Prendiamo la milanese Matilda Lutz – vista, tra l’altro, in The ring 3 e nel mucciniano L’estate addosso – e, sotto la regia della debuttante parigina Coralie Fargeat, caliamola nei pochi panni della sexy e sfacciata Jen, invitata dal suo ricco amante Richard alias Kevin Janssens alla tradizionale battuta di caccia che organizza insieme a due amici nel deserto.

Il deserto che, magnificamente illuminato dalla splendida fotografia di Robrecht Heyvaert, fa da arida e affascinante scenografia a Revenge, destinato a rivelarsi un puro esempio di stupro e vendetta in fotogrammi dal momento in cui la giovane protagonista, sessualmente abusata e creduta morta, non esita a trasformarsi nella cacciatrice dei suoi carnefici.

Esempio di stupro e vendetta in fotogrammi che, a differenza di autentici classici e cult del filone quali L’ultima casa a sinistra di Wes Craven e Non violentate Jennifer di Meir Zarchi, non intende puntare, però, alla fredda resa di realismo, bensì a concretizzare – complici i tutt’altro che credibili risvolti – uno spettacolo da schermo che sembra avvicinarsi, in un certo senso, a determinate vicende dei supereroi da fumetto.

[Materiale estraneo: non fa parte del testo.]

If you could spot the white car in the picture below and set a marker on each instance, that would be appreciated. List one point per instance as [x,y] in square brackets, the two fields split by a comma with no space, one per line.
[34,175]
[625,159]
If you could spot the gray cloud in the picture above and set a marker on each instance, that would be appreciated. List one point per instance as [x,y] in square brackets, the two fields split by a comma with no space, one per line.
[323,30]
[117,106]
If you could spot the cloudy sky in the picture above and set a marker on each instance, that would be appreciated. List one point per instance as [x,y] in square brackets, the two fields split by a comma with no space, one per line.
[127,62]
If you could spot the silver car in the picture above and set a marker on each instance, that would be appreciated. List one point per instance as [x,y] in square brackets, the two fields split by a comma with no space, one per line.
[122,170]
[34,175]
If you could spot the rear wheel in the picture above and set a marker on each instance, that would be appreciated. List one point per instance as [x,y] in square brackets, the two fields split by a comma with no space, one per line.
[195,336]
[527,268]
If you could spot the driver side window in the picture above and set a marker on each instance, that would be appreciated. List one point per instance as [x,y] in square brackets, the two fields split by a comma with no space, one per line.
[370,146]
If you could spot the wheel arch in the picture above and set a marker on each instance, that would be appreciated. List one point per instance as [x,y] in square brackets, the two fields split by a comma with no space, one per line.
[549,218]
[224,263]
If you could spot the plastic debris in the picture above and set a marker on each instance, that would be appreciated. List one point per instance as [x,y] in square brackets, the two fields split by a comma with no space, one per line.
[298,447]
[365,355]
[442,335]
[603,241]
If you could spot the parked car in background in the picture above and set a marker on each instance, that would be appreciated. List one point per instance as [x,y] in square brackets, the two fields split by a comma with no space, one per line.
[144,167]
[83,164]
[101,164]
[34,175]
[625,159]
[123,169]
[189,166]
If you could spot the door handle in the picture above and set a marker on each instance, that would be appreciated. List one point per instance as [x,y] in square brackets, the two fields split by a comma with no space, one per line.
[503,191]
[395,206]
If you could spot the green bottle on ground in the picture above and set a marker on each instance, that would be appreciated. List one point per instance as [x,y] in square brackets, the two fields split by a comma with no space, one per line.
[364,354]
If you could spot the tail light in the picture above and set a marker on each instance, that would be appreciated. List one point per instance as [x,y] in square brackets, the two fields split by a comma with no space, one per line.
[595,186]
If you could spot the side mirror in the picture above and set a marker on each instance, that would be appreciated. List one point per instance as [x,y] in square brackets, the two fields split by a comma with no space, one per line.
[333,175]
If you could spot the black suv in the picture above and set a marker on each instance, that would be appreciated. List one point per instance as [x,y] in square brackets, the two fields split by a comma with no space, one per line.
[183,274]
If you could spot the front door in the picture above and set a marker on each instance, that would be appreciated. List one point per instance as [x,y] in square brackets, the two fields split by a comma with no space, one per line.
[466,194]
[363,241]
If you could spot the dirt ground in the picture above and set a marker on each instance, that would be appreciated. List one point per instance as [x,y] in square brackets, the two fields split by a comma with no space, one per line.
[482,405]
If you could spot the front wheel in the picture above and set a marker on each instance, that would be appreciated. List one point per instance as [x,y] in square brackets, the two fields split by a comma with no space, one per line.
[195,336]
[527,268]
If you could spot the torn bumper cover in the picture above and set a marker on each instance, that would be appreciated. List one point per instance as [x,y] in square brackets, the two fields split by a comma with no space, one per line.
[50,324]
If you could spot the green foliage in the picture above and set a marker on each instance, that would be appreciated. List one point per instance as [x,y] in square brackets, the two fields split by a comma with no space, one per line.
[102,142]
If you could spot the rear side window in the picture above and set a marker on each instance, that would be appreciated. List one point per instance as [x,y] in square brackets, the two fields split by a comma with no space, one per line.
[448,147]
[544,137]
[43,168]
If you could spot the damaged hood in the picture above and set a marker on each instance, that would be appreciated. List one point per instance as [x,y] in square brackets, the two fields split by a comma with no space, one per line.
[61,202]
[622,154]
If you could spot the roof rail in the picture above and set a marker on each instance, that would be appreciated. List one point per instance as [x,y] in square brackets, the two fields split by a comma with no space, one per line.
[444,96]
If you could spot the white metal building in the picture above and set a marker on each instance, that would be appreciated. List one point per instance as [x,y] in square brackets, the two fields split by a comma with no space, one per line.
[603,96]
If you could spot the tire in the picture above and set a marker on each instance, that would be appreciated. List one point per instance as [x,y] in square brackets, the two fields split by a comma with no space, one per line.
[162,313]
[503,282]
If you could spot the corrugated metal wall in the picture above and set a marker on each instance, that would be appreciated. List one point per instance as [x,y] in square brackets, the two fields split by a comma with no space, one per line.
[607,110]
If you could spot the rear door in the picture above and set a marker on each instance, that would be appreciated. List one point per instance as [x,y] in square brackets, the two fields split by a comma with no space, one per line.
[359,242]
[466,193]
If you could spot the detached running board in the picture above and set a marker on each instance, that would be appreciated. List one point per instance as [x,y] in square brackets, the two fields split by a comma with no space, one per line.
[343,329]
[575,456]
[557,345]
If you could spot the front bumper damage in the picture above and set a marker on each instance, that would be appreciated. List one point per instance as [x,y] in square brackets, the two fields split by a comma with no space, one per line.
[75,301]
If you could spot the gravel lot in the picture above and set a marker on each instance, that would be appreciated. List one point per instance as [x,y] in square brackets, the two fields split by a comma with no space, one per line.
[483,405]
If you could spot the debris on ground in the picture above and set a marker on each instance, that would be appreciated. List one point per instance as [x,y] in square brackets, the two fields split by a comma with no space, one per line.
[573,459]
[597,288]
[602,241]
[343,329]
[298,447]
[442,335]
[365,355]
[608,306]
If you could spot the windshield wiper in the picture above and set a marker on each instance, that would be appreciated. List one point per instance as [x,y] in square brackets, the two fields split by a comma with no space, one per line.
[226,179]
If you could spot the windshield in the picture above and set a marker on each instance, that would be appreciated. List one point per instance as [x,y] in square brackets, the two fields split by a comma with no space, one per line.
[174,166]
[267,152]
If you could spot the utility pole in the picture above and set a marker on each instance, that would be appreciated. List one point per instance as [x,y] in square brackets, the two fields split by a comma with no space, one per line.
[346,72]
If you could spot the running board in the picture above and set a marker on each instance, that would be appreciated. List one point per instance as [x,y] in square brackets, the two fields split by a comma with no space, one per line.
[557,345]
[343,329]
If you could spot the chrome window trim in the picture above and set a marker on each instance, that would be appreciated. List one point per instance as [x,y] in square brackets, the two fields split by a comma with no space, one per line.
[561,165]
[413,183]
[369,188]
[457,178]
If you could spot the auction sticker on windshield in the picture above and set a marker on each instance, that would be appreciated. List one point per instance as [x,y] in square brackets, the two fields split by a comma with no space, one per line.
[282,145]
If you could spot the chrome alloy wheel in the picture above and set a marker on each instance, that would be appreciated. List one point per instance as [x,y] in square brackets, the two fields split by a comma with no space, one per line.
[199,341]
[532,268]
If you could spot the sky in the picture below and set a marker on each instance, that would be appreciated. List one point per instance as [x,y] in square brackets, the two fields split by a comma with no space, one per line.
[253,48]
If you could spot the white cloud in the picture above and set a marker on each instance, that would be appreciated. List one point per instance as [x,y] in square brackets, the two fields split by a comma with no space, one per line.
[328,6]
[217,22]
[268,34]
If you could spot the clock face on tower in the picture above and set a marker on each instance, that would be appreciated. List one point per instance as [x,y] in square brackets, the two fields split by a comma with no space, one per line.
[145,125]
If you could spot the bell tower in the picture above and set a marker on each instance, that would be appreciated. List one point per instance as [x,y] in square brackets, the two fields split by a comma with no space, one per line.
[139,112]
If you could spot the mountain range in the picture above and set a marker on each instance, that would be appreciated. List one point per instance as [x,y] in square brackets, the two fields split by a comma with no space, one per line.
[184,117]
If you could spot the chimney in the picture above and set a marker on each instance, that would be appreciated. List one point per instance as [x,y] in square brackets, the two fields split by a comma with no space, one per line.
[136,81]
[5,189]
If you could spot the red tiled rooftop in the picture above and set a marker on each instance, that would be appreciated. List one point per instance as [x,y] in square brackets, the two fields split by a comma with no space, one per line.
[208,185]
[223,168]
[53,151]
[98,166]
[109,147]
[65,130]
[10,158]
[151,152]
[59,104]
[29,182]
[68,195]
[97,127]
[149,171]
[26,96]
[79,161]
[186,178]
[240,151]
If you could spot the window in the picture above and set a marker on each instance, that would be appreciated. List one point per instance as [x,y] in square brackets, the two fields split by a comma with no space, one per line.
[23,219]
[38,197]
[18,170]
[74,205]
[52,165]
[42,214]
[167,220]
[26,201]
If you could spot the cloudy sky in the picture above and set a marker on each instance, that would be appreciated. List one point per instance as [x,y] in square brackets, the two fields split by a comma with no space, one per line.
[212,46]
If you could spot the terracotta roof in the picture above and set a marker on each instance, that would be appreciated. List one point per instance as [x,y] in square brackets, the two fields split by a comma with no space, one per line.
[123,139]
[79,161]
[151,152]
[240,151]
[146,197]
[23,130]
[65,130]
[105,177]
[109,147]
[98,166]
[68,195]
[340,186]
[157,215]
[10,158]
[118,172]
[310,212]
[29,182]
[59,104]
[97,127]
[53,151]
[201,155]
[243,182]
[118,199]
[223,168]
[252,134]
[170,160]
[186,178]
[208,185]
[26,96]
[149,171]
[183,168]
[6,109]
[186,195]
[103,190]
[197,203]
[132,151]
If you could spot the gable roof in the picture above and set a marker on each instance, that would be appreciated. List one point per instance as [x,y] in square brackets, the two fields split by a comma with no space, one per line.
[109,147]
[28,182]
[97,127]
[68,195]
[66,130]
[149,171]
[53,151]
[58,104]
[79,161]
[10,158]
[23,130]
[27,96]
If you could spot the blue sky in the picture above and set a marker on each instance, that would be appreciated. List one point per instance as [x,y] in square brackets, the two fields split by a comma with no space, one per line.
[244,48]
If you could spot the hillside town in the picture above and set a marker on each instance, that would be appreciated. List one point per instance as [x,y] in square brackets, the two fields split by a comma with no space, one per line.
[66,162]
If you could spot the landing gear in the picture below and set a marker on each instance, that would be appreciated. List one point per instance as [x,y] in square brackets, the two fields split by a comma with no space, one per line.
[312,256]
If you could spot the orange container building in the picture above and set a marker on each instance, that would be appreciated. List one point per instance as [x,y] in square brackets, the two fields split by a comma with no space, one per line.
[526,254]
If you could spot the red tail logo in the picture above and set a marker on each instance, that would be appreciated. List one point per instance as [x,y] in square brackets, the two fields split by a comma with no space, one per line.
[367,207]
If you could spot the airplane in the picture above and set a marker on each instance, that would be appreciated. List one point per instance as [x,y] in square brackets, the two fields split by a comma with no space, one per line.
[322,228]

Infatti, pur non possedendo alcun potere straordinario, Jen riesce a sopravvivere ad una trave di legno che le trafigge il torace, per poi passare alla violenta resa dei conti comprendente, tra l’altro, un occhio infilzato e un vetro che, conficcato sotto la pianta del piede, riesce a mettere a dura prova non solo gli spettatori maggiormente sensibili.

Resa dei conti che si consuma attraverso un ritmo lento ma coinvolgente, chiaramente volto a far apparire ancor più estenuante l’attesa nei confronti della progressiva eliminazione di cattivi; man mano che la oltre ora e quaranta di visione non solo gode di un sonoro che provvede a rafforzare la sensazione di disturbo trasmessa dalle immagini, ma sfodera un comparto visivo decisamente accattivante, a partire dalle formiche immortalate in dettaglio mentre scorrazzano sulla ferita aperta.

E ne è un’ulteriore conferma il lungo scontro finale in casa, con la steadycam che, opportunamente sfruttata nel generare tensione, testimonia la presenza dietro la macchina da presa di una cineasta che, almeno nel caso di Revenge, a quanto pare non incappa mai in banali soluzioni narrative.